Tech Stack Research - 52North/ecmwf-dataset-crawl GitHub Wiki

Translation APIs

Azure Text Translator Free Tier
- free up to 2mio characters, should be more than enough
EU eTranslation Service
- accessible for EU administrations + CEF members only
- mostly trained on EU-internal documents, so best suited for policy documents :(
Yandex.Translate
- $15 per 1 mio characters
Google Translation
- $20 per 1 mio characters

Search APIs

This is important to get right, as the initial search defines the result set of the crawl. Search could become costly, expected search volume: 20 queries per crawl request and language

Google Custom Search
- 100 requests / day free, then $5 / 1000 requests
- :+1: allows result localization, emphasis
Azure Bing Search S2 Tier
- €2.53 / 1000 requests
- :+1: allows result localization, emphasis
faroo
- free
- :-1: bad results?
chatnoir
- free? API key on request
- based on CommonCrawl data

Crawling

Apache Nutch
- :+1: featurecomplete webcrawling application
- :-1: operates in batch mode, slow
- :-1: old, community rather inactive
Storm Crawler
- webcrawling SDK based on apache storm
- :+1: stream-based, very efficient, results available as they come in
- :-1: not as feature complete, more work required, but probably friendlier

Indexing

Elasticsearch
Solr

Both work well with both crawlers, we have more know how with Elastic.

Content Analysis

The exact approach - and thus the tooling - is TBD.

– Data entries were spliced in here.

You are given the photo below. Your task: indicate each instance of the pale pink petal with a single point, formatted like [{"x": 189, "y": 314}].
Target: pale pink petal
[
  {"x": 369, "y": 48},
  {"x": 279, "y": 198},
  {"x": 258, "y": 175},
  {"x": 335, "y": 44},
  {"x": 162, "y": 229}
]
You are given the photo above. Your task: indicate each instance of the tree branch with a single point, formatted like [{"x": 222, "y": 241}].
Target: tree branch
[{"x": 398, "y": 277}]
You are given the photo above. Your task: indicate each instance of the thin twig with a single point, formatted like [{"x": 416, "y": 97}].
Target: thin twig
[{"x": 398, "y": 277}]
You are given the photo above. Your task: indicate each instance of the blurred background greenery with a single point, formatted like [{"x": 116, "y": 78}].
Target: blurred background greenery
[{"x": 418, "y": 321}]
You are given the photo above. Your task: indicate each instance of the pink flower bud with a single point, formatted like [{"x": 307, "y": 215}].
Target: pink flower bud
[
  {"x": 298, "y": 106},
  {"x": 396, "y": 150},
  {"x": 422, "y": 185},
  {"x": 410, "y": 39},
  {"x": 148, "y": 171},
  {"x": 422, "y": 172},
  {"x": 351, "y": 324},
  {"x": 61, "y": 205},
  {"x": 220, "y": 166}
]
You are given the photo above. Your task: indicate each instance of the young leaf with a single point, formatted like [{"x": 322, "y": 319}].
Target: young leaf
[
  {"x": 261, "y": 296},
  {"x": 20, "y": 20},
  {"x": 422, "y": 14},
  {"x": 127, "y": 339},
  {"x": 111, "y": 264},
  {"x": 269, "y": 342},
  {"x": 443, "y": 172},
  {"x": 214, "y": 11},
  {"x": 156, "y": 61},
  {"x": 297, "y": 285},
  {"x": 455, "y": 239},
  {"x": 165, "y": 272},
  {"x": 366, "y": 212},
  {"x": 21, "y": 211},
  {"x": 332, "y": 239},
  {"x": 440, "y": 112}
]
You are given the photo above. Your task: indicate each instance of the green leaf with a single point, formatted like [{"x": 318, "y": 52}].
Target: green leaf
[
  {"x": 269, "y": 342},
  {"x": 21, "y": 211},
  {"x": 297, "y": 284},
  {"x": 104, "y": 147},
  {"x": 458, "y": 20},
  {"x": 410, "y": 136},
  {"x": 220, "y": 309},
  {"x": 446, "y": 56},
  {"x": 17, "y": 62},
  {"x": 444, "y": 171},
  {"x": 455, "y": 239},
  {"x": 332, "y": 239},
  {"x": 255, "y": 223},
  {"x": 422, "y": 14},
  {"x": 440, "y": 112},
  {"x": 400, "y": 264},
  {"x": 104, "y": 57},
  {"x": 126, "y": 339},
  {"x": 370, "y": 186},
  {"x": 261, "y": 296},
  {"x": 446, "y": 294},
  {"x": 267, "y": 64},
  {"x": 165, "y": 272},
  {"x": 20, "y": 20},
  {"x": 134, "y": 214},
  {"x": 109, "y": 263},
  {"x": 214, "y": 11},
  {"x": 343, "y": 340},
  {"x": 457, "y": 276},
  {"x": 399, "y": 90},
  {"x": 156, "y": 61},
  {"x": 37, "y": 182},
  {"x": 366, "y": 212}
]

Apache Tika: content identification, extraction tool + SDK
MALLET: java package for statistical NLP, document classification,clustering, topic modeling, information extraction
Apache openNLP: NLP toolkit

UI / Result Presentation

Vue.js 2?
Views:
- "Launch Crawl"
- "View Crawls (completed/in progress)"
- "Search Results"

Deployment

all dockerized
orchestration with compose for now?